# My First Rescue Dog



## *SibGirl* (Mar 3, 2008)

Hi everyone, I'm adopting my first dog this coming weekend and thought that this would be a great place to get started. Its one of the little black and white male Siberian Husky pups in the picture below, and I'm really excited to have a fur kid.  











I was wondering if anyone could give me some tips on puppy proofing my house and helping to make the adjustment as easy as possible on him? Also I'm trying to find an original Eskimo or Inuit name for him. If any one has sugguests on names or other tips for a first time pet parent I'd really appreciate it! Thanks!


----------



## trumpetjock (Dec 14, 2007)

*SibGirl* said:


> Hi everyone, I'm adopting my first dog this coming weekend and thought that this would be a great place to get started. Its one of the little black and white male Siberian Husky pups in the picture below, and I'm really excited to have a fur kid.
> 
> 
> 
> ...


How about Shiya? It's the inuit word for "Snow at Dawn".

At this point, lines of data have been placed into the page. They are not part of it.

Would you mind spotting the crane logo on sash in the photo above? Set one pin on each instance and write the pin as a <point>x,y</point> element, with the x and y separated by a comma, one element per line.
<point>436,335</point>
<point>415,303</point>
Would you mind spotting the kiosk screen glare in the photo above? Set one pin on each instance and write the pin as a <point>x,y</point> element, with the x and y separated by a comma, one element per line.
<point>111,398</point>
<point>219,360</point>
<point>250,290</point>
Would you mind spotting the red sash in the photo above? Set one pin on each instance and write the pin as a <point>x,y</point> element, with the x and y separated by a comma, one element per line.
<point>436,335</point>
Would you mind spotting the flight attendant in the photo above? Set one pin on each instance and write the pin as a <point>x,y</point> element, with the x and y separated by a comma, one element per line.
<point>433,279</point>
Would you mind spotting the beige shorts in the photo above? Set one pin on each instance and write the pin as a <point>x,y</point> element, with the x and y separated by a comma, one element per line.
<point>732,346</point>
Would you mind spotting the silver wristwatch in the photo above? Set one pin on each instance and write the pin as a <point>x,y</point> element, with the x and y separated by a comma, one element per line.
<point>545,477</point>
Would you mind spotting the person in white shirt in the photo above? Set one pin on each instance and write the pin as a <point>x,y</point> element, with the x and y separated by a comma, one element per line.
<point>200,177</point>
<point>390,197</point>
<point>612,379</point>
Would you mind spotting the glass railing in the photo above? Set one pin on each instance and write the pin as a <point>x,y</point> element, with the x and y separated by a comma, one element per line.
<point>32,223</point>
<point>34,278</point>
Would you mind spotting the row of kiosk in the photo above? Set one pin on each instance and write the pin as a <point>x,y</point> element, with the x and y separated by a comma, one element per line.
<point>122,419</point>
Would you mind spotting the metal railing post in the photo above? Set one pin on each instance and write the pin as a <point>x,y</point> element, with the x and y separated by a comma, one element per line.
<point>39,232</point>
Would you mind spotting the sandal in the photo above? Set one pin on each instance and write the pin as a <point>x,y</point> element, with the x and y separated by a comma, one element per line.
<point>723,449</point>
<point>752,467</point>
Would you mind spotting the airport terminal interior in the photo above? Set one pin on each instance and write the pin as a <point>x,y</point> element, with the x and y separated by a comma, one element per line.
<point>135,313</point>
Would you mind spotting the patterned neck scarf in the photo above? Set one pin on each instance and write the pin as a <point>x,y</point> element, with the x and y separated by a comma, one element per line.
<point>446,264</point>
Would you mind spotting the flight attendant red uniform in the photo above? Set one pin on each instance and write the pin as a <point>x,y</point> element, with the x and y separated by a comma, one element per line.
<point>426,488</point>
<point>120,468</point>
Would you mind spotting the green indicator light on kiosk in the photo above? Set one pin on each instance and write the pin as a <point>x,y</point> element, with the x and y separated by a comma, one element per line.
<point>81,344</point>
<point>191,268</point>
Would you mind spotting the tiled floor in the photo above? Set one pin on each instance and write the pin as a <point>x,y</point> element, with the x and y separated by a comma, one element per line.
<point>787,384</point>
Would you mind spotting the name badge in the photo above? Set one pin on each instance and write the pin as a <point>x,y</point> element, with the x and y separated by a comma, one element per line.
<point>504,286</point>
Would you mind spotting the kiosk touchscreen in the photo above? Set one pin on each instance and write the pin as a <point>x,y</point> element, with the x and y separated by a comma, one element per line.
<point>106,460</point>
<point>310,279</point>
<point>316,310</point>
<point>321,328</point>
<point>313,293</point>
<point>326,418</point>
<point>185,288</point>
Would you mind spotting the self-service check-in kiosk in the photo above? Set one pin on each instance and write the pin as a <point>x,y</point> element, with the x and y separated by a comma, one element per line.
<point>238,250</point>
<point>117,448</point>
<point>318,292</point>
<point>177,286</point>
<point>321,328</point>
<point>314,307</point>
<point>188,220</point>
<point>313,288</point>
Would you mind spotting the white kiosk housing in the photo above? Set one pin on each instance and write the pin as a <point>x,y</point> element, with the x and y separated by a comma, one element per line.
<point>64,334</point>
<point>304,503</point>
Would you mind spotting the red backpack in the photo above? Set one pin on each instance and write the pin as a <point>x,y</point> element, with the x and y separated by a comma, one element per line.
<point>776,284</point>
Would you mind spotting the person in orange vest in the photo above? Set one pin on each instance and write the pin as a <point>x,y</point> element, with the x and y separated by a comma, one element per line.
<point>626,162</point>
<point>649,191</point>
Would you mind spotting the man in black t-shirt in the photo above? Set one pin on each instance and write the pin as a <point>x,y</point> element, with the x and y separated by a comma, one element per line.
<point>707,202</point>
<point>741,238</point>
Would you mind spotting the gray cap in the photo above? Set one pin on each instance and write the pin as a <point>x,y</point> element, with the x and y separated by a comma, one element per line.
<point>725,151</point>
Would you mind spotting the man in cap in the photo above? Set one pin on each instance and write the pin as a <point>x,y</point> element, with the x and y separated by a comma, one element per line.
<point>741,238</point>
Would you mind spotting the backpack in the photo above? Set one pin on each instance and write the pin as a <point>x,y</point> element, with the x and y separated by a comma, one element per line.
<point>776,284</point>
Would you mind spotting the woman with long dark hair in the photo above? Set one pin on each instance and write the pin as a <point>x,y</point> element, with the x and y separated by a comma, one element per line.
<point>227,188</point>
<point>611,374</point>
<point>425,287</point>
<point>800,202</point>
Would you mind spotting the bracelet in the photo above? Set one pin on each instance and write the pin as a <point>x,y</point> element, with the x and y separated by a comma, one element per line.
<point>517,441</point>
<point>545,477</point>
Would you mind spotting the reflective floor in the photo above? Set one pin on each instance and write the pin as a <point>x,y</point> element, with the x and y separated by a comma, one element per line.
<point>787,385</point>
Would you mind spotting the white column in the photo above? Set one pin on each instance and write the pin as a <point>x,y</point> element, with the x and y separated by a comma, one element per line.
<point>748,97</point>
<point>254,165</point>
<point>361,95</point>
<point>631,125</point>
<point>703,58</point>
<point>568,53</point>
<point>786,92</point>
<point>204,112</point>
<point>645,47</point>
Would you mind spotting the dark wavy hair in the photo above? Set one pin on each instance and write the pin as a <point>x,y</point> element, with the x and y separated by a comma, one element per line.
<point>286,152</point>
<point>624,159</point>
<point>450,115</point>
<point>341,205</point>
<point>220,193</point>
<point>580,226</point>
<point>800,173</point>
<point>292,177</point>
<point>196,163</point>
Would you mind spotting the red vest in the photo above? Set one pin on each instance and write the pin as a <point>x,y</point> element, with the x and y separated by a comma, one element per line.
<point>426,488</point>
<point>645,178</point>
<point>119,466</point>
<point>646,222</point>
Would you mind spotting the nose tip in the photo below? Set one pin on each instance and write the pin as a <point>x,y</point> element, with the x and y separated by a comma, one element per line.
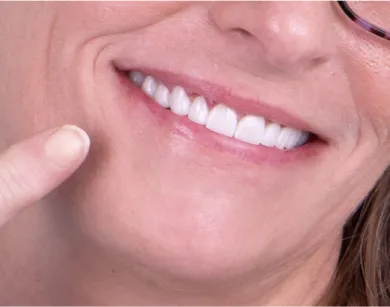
<point>288,36</point>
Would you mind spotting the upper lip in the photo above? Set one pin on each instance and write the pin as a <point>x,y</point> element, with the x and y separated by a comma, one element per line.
<point>224,95</point>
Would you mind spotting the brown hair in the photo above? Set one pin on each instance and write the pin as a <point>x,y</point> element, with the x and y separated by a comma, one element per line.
<point>363,273</point>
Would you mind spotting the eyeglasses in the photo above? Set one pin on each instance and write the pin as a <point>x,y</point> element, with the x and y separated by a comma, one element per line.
<point>373,16</point>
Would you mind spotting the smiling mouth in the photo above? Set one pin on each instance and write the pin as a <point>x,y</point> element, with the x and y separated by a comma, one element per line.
<point>252,129</point>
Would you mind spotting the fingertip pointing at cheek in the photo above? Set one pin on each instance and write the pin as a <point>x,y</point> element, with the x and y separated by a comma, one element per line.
<point>67,146</point>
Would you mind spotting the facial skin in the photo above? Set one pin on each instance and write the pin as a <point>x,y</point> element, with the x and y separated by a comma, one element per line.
<point>155,217</point>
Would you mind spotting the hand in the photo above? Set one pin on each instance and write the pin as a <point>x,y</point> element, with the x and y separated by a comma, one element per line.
<point>32,168</point>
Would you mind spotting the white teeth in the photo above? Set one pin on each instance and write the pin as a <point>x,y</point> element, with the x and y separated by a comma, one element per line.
<point>162,95</point>
<point>271,134</point>
<point>199,111</point>
<point>303,139</point>
<point>137,77</point>
<point>250,129</point>
<point>149,86</point>
<point>222,120</point>
<point>179,101</point>
<point>290,138</point>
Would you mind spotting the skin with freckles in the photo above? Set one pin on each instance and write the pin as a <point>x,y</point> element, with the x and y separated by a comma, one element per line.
<point>156,218</point>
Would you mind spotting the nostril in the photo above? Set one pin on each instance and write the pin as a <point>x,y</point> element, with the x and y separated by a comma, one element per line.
<point>242,32</point>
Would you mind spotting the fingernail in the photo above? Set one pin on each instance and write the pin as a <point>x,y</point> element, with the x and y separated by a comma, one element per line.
<point>66,145</point>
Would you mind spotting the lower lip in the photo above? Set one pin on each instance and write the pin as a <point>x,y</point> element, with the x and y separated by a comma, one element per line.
<point>190,131</point>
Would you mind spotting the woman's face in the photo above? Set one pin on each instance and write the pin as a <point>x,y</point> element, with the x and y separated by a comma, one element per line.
<point>161,189</point>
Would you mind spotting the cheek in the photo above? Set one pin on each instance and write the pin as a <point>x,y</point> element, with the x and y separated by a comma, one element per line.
<point>368,67</point>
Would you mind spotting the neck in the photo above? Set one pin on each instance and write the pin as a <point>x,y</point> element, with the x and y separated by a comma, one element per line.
<point>73,272</point>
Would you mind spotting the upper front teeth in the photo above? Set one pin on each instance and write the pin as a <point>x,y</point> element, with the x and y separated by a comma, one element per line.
<point>221,119</point>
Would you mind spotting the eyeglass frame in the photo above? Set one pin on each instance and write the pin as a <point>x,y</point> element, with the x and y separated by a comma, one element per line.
<point>362,22</point>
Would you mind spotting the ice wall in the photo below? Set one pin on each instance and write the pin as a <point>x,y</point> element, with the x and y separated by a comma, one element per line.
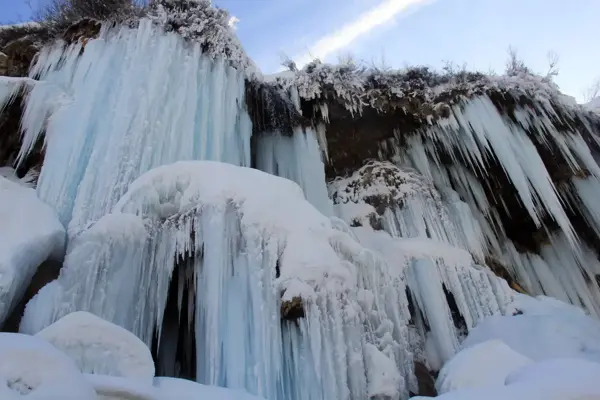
<point>131,100</point>
<point>400,216</point>
<point>298,158</point>
<point>477,134</point>
<point>244,252</point>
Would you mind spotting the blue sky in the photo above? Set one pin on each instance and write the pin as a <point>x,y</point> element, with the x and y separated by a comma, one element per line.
<point>409,32</point>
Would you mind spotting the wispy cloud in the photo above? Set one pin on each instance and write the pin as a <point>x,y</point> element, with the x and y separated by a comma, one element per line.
<point>365,23</point>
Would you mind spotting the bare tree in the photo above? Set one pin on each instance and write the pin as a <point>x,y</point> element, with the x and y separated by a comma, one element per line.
<point>62,12</point>
<point>515,65</point>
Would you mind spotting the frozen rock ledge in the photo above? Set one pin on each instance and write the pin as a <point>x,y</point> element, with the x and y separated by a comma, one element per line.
<point>30,234</point>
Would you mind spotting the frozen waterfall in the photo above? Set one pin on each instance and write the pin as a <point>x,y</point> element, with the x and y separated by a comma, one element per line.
<point>156,100</point>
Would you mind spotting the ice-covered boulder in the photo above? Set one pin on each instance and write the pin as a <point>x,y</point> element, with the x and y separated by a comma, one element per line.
<point>172,388</point>
<point>485,364</point>
<point>32,368</point>
<point>30,234</point>
<point>542,328</point>
<point>558,379</point>
<point>100,347</point>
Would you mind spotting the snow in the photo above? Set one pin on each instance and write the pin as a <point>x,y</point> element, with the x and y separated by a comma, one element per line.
<point>27,181</point>
<point>545,330</point>
<point>170,388</point>
<point>21,25</point>
<point>30,234</point>
<point>483,365</point>
<point>299,159</point>
<point>101,143</point>
<point>383,377</point>
<point>99,347</point>
<point>357,87</point>
<point>211,27</point>
<point>274,246</point>
<point>474,132</point>
<point>559,379</point>
<point>33,368</point>
<point>593,104</point>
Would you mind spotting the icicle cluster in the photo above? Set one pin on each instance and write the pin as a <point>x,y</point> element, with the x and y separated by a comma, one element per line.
<point>423,237</point>
<point>272,247</point>
<point>403,203</point>
<point>474,134</point>
<point>298,158</point>
<point>156,100</point>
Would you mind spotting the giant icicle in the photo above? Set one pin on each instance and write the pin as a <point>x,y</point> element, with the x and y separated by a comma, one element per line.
<point>156,100</point>
<point>297,158</point>
<point>476,131</point>
<point>172,213</point>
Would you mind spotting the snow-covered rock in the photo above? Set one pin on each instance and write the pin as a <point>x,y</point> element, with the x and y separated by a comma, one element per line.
<point>100,347</point>
<point>30,234</point>
<point>171,388</point>
<point>383,377</point>
<point>558,379</point>
<point>33,368</point>
<point>483,365</point>
<point>593,104</point>
<point>542,329</point>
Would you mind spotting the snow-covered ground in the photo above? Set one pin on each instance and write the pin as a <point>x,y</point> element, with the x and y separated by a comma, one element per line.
<point>32,368</point>
<point>30,234</point>
<point>547,350</point>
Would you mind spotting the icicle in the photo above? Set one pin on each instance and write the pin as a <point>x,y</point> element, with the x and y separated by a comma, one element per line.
<point>100,143</point>
<point>299,159</point>
<point>167,220</point>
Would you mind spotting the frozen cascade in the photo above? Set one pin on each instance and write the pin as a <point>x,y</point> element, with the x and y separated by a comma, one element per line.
<point>405,205</point>
<point>101,143</point>
<point>558,272</point>
<point>565,268</point>
<point>120,269</point>
<point>425,237</point>
<point>476,130</point>
<point>297,158</point>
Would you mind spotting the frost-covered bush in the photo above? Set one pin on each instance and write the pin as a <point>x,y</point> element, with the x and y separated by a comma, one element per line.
<point>199,21</point>
<point>58,14</point>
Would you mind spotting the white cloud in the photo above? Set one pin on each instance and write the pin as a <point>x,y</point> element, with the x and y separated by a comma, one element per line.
<point>365,23</point>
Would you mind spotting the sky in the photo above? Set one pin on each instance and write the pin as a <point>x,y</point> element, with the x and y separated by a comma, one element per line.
<point>398,33</point>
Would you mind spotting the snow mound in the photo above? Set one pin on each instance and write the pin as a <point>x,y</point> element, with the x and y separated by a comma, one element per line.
<point>383,377</point>
<point>30,234</point>
<point>33,368</point>
<point>560,379</point>
<point>376,186</point>
<point>544,330</point>
<point>485,364</point>
<point>593,104</point>
<point>281,213</point>
<point>99,347</point>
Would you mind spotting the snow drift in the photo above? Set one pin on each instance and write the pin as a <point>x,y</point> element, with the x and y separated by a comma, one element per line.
<point>30,234</point>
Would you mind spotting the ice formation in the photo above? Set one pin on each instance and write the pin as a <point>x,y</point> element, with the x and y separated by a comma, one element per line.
<point>299,159</point>
<point>474,135</point>
<point>286,286</point>
<point>101,143</point>
<point>100,347</point>
<point>164,227</point>
<point>30,234</point>
<point>31,367</point>
<point>485,364</point>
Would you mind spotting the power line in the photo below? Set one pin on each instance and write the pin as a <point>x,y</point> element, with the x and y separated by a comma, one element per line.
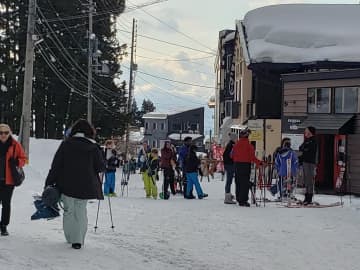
<point>69,58</point>
<point>175,81</point>
<point>170,43</point>
<point>169,93</point>
<point>176,60</point>
<point>174,29</point>
<point>72,88</point>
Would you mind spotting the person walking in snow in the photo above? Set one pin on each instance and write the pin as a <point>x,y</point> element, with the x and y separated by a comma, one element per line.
<point>112,163</point>
<point>183,152</point>
<point>75,171</point>
<point>9,148</point>
<point>142,156</point>
<point>229,168</point>
<point>192,164</point>
<point>286,163</point>
<point>150,175</point>
<point>308,157</point>
<point>243,155</point>
<point>168,158</point>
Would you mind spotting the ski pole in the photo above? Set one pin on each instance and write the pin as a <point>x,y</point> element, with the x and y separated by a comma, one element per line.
<point>97,216</point>
<point>112,224</point>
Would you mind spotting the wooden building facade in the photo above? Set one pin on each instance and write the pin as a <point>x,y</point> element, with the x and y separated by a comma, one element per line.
<point>329,101</point>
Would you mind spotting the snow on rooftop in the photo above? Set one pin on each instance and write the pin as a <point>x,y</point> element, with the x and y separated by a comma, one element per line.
<point>178,136</point>
<point>229,37</point>
<point>300,33</point>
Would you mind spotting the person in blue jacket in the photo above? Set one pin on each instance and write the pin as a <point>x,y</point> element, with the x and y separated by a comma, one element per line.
<point>286,162</point>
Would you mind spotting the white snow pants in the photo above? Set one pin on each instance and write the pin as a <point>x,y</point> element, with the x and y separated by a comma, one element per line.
<point>75,220</point>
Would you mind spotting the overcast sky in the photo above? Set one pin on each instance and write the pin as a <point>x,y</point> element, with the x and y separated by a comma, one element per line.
<point>201,21</point>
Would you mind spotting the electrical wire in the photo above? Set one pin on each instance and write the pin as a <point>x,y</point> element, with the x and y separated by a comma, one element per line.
<point>173,28</point>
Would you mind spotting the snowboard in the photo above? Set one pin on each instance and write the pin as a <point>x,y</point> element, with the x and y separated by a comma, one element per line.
<point>314,205</point>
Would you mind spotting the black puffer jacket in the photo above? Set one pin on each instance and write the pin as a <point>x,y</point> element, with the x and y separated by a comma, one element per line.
<point>76,167</point>
<point>309,150</point>
<point>192,162</point>
<point>227,153</point>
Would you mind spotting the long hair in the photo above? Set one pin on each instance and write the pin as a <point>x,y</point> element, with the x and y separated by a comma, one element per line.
<point>83,126</point>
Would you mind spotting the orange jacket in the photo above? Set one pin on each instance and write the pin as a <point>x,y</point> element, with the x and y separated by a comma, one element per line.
<point>244,152</point>
<point>20,154</point>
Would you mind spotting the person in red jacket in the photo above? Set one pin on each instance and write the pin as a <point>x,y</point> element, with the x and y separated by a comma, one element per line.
<point>243,155</point>
<point>9,148</point>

Also, the word Qimmik(SP?) is "dog". I think that is already a name for the Canadian Eskimo Dog though.

Gorgeous pups, I hope you're ready for a handful, sibes are fun


----------



## Shastar (Nov 29, 2007)

Congrats!!

Sibes can keep you on your toes, but I just love to hear them talk.


----------



## *SibGirl* (Mar 3, 2008)

Thanks for the name idea, I love Shiya and the meaning! Also I am only getting one of them, but I think I'm ready for the challenge. Do you have any advice on training my new puppy?


----------



## trumpetjock (Dec 14, 2007)

*SibGirl* said:


> Thanks for the name idea, I love Shiya and the meaning! Also I am only getting one of them, but I think I'm ready for the challenge. Do you have any advice on training my new puppy?


Never give in. Northern breeds, huskies especially, tend to be hardheaded. If you tell him to sit and he doesn't do it, don't let him get away with it - put him in position yourself if you need to.

The best way to describe training a northern (and any breed really) is "Firm, but Fair".

Also, start early. You'll be very surprised at the things your little pup can learn when he's just a baby. Rocky knows more commands than most full grown dogs I've ever met, and he's just 17 weeks.

Good luck, and have fun with it!


----------